Neural Network to Help Russian Telecom Operators Improve Signal Quality
Operators are under pressure to boost capacity and improve service quality without costly hardware upgrades. Yadro says it has a fix – the MDT Vision solution, which increases network capacity and reduces the number of on-site equipment inspections.

A broader trend is taking shape in Russia’s IT sector. Companies are no longer stopping at standalone services – they are building full ecosystems around their products. That shift is as much about resilience as it is about revenue: in a volatile market, flexibility becomes a competitive advantage.
In this context, Russian mobile base station manufacturer Yadro (part of IKS Holding) has introduced MDT Vision, an AI-driven solution designed to analyze and improve network performance.
MDT (Minimization of Drive Tests) is already a familiar tool for operators. It collects anonymized network quality data directly from smartphones, reducing the need for traditional field measurements. In practice, that means fewer drive tests and less reliance on costly on-site inspections.
“MDT Vision gives operators a more complete and accurate view of network performance – including coverage, load, service quality and user traffic. AI fills gaps where traditional measurement methods fall short, particularly indoors and in other hard-to-analyze environments. This enables more precise decisions for network development and optimization,” said Yulia Klebanova, Director of Telecom Business Development at Yadro.

Network Quality Gains
The system is already live. Yadro invested 200 million rubles (approximately $2.2 million) in its development, and early results point to tangible gains. Network capacity increased by about 30% without adding hardware. User speeds rose by 20–40%. Meanwhile, the number of traditional field measurements dropped by 70–90%.
That matters for operators. Fewer site visits translate directly into lower operating costs, while higher capacity improves user experience without capital-intensive upgrades. MDT Vision is already being used in live network environments.
Yadro is also scaling its manufacturing footprint. Its main facilities in Dubna can produce up to 50,000 base stations per year, positioning the company as a major domestic supplier.
A Long Road Ahead
Still, adoption is far from guaranteed.

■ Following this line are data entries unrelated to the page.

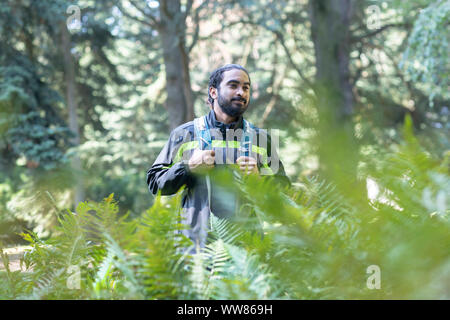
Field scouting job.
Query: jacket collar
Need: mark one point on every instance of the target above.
(214, 123)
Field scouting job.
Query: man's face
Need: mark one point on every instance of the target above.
(233, 94)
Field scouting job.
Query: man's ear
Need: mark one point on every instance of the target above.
(213, 92)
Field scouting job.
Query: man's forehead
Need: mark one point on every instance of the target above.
(235, 75)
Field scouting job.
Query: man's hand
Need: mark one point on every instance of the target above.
(202, 159)
(247, 165)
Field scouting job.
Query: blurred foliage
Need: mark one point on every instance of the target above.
(426, 58)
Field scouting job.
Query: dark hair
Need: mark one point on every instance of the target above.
(216, 77)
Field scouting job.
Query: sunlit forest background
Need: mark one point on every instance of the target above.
(359, 91)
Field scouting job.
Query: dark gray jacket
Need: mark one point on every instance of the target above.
(170, 172)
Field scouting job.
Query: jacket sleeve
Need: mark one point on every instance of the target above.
(274, 164)
(166, 176)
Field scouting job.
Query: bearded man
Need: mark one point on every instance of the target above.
(219, 139)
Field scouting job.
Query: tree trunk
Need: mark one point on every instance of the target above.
(179, 101)
(69, 73)
(338, 152)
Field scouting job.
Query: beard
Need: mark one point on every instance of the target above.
(231, 109)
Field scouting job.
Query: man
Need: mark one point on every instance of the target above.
(216, 140)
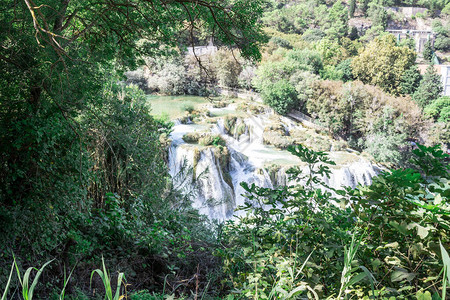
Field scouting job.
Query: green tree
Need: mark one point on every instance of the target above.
(429, 89)
(338, 18)
(428, 51)
(383, 63)
(81, 158)
(281, 96)
(410, 80)
(352, 8)
(364, 6)
(439, 109)
(378, 15)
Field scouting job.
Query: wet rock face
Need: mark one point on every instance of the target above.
(208, 163)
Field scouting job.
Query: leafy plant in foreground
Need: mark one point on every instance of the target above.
(28, 291)
(107, 282)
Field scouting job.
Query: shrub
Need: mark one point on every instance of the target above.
(439, 109)
(188, 106)
(281, 96)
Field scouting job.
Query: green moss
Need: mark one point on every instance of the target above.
(192, 137)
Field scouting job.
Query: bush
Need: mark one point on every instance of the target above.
(439, 109)
(281, 96)
(281, 42)
(188, 106)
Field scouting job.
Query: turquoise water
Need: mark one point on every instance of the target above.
(174, 106)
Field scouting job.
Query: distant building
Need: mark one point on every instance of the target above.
(444, 71)
(419, 36)
(203, 50)
(408, 12)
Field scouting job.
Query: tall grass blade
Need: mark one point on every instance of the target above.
(5, 293)
(446, 276)
(66, 281)
(27, 292)
(36, 279)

Many operators already rely on in-house analytics systems tailored to their networks. T2, for example, has been developing its own approach. That highlights a key challenge: MDT Vision is entering a space where operators have already invested heavily in their own tools.

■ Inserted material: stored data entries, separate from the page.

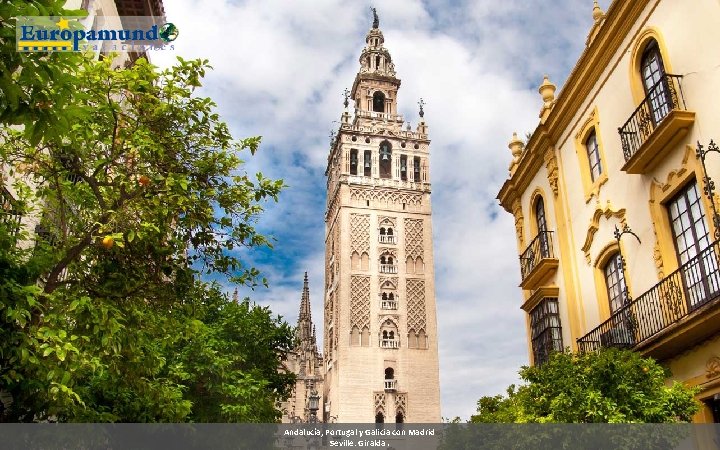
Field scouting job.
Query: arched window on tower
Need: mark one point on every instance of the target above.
(378, 102)
(542, 228)
(655, 83)
(353, 162)
(385, 160)
(416, 169)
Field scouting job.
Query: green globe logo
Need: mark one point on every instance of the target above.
(168, 32)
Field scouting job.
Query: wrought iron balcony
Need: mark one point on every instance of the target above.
(388, 304)
(680, 310)
(389, 343)
(659, 120)
(379, 115)
(9, 212)
(391, 385)
(538, 261)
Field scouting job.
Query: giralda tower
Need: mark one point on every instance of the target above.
(380, 341)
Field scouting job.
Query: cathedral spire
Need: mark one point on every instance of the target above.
(305, 303)
(304, 329)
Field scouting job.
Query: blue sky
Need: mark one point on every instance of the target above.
(280, 67)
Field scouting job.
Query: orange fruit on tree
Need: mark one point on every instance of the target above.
(108, 242)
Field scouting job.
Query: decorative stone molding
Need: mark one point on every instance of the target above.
(712, 368)
(401, 404)
(360, 233)
(414, 247)
(379, 401)
(608, 212)
(390, 196)
(360, 302)
(552, 170)
(657, 257)
(388, 283)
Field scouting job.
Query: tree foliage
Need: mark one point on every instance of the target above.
(609, 386)
(102, 315)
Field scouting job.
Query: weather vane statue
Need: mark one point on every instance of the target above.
(376, 20)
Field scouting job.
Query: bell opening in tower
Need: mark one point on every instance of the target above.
(385, 160)
(378, 102)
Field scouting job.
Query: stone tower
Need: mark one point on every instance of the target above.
(381, 360)
(305, 362)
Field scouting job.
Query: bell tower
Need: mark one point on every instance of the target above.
(380, 339)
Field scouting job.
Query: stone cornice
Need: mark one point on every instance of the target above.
(619, 20)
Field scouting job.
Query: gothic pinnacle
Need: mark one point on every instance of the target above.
(376, 20)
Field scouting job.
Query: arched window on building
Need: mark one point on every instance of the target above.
(385, 160)
(353, 162)
(652, 71)
(542, 227)
(593, 153)
(615, 282)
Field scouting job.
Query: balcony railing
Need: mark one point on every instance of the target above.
(654, 123)
(673, 300)
(9, 213)
(388, 304)
(378, 115)
(538, 260)
(389, 343)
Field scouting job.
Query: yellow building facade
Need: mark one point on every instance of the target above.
(618, 236)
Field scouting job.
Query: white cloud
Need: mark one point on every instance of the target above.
(280, 69)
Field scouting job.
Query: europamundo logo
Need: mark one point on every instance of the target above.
(104, 34)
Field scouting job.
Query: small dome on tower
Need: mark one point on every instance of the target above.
(597, 12)
(516, 146)
(547, 90)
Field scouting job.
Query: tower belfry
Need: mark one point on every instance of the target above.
(380, 343)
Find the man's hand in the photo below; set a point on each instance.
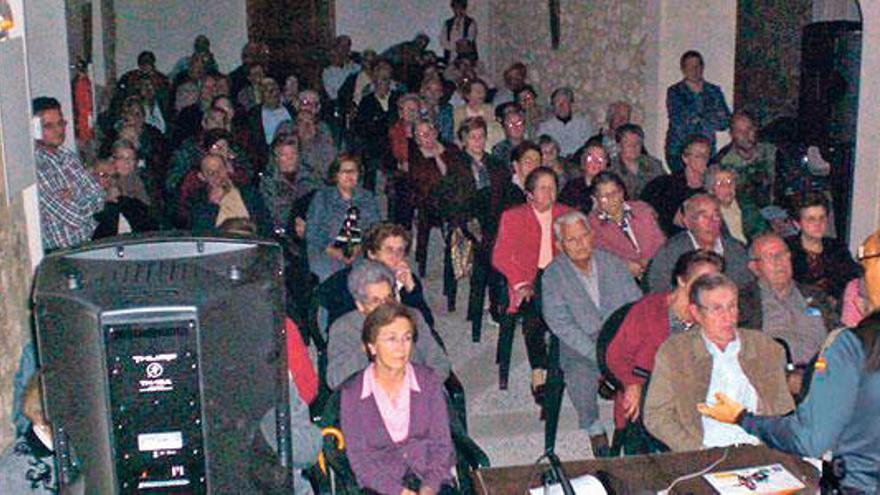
(632, 398)
(523, 294)
(113, 194)
(299, 226)
(635, 268)
(725, 409)
(216, 194)
(795, 381)
(335, 253)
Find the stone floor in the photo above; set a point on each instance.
(505, 423)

“In 2023, we began using VDT (Virtual Drive Test) technology – a mechanism for collecting network quality data – and shifted to managing the network based on data from millions of subscribers. In 2025, the project was scaled across the entire T2 network,” the operator said.

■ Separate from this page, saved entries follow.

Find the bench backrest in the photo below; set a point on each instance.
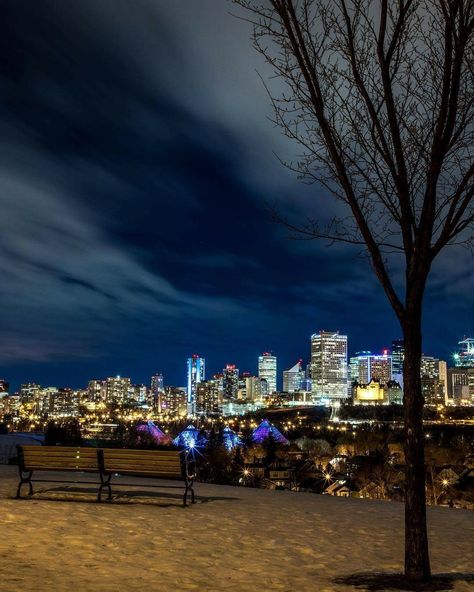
(65, 458)
(146, 462)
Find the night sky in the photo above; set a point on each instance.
(137, 168)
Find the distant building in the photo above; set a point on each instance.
(398, 355)
(97, 391)
(118, 390)
(433, 377)
(371, 393)
(267, 369)
(460, 386)
(230, 381)
(329, 366)
(196, 374)
(174, 401)
(393, 393)
(293, 378)
(366, 366)
(208, 398)
(157, 389)
(464, 358)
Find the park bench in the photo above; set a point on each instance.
(107, 462)
(34, 459)
(158, 464)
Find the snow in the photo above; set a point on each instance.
(234, 540)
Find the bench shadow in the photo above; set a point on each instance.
(137, 496)
(384, 582)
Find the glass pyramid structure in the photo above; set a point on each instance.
(190, 438)
(264, 430)
(158, 436)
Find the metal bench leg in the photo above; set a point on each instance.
(23, 480)
(104, 483)
(188, 488)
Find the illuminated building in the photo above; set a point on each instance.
(265, 430)
(196, 374)
(118, 390)
(230, 381)
(97, 391)
(366, 366)
(267, 369)
(329, 366)
(64, 403)
(174, 401)
(433, 376)
(208, 398)
(138, 393)
(464, 358)
(293, 378)
(371, 393)
(398, 355)
(393, 393)
(461, 386)
(190, 437)
(255, 388)
(157, 388)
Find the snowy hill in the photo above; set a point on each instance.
(234, 540)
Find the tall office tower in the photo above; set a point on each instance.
(464, 358)
(196, 374)
(64, 403)
(365, 367)
(293, 378)
(254, 388)
(329, 366)
(360, 367)
(433, 380)
(398, 355)
(139, 393)
(174, 401)
(118, 390)
(443, 378)
(97, 391)
(208, 398)
(381, 367)
(157, 388)
(267, 368)
(230, 381)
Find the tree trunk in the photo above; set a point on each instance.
(417, 562)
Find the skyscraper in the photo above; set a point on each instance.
(267, 369)
(329, 366)
(230, 381)
(293, 378)
(398, 355)
(196, 374)
(208, 398)
(366, 366)
(118, 390)
(465, 356)
(157, 389)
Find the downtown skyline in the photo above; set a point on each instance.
(136, 223)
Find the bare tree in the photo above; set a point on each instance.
(379, 96)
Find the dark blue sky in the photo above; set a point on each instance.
(136, 164)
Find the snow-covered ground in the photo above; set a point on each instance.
(233, 539)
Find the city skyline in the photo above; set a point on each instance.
(137, 227)
(213, 368)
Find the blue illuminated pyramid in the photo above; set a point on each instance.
(190, 437)
(266, 429)
(231, 439)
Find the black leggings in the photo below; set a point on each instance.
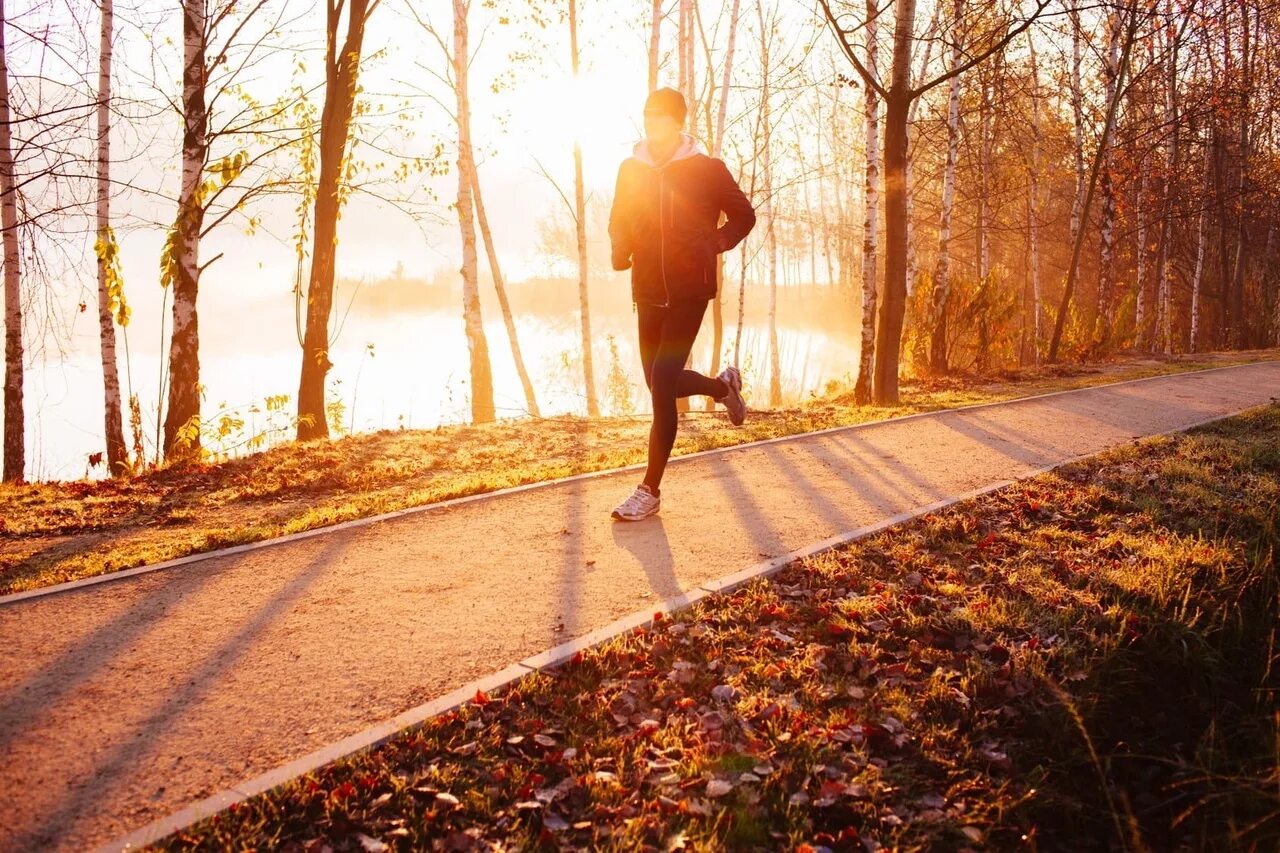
(666, 338)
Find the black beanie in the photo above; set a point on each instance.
(667, 100)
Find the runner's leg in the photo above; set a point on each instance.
(668, 379)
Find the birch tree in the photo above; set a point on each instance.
(342, 74)
(871, 213)
(942, 264)
(593, 406)
(14, 414)
(897, 97)
(110, 295)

Technical Constraints Remain
Along with all obvious advances, there are also technical limits. AI-driven analysis improves accuracy, but it does not eliminate uncertainty.
“Traditional algorithms deliver accuracy at the level of 200–300 meters. Machine learning methods, combined with properly collected and enriched metrics, can significantly improve accuracy – down to 50–100 meters. However, AI effectiveness largely depends on the quality of input data and the completeness of the feature set used,” said Anton Prokopenko, Product Director at Vigo.
In other words, better data means better outcomes. Without it, even advanced models fall short.

Even so, the practical applications are clear. Operators can fine-tune antenna tilt, rebalance coverage, deploy additional equipment or expand infrastructure based on more precise insights. More broadly, the industry is shifting. Vendors are no longer just shipping hardware – they are building intelligent operational layers on top of it. That’s where long-term differentiation is emerging. For Yadro, MDT Vision may be an early step rather than a finished product. But it signals a deeper transition in Russia’s telecom market – from equipment-focused import substitution to data-driven, intelligent network operations.